Tableaux and orbit harmonics quotients for finite transformation monoids

TL;DR

This paper generalizes tableau constructions for irreducible representations of transformation monoids, introducing a functor linking matrix representations to monoid representations, and describes graded module structures of orbit harmonics quotients.

Contribution

It extends existing tableau methods to a broader class of monoids, introduces a new functor between representation categories, and provides new graded module descriptions.

Findings

Established characteristic-free tableau constructions for monoids.

Introduced a functor from matrix to monoid representations.
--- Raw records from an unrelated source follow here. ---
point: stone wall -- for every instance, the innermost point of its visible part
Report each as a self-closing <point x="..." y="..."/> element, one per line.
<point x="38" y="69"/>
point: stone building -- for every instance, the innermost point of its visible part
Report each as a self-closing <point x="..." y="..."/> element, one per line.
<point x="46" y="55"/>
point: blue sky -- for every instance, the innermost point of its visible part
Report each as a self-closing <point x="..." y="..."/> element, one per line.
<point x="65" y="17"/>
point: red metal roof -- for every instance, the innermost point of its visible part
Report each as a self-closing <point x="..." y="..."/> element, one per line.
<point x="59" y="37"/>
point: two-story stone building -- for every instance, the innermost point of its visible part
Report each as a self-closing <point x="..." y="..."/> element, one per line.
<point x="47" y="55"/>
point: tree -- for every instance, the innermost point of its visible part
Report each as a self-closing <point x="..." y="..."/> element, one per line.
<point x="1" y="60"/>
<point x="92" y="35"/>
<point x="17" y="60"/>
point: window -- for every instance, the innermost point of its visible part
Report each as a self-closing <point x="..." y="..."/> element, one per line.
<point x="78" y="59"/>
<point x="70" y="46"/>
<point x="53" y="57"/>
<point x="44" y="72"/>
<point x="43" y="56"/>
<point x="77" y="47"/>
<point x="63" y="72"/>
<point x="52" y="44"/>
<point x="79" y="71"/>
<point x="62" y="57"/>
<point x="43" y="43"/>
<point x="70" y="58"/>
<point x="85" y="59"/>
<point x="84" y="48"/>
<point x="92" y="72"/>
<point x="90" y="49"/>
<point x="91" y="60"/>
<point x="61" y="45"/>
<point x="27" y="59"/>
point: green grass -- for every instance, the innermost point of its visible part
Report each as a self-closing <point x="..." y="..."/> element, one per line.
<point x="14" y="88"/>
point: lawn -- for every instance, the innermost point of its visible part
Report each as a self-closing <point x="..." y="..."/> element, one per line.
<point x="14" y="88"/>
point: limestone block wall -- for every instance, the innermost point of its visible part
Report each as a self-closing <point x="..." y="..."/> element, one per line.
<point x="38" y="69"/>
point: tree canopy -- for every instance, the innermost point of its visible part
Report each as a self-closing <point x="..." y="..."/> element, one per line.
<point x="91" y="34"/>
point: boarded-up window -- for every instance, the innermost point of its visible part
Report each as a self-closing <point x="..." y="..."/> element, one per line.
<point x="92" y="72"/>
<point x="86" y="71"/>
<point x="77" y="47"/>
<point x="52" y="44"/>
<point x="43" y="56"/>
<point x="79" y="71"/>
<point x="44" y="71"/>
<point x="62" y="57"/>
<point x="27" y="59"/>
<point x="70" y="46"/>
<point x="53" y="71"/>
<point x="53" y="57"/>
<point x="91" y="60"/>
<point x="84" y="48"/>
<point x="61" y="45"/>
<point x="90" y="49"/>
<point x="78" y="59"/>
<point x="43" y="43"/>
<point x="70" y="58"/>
Described graded module structures of orbit harmonics quotients.

Abstract

We extend Grood's tableau construction of irreducible representations of the rook monoid and Steinberg's analogous result for the full transformation monoid. Our approach is characteristic-free and applies to any submonoid $\mathcal{M}(n)$ of the partial transformation monoid on an $n$-element set that contains the symmetric group. To achieve this, we introduce and study a functor from the category of rational representations of the monoid of $n \times n$ matrices to the category of finite dimensional representations of $\mathcal{M}(n)$. We establish two branching rules. Our main results describe graded module structures of orbit harmonics quotients for the rook, partial transformation, and full transformation monoids. This yields analogs of the Cauchy decomposition for polynomial rings in $n\times n$ variables.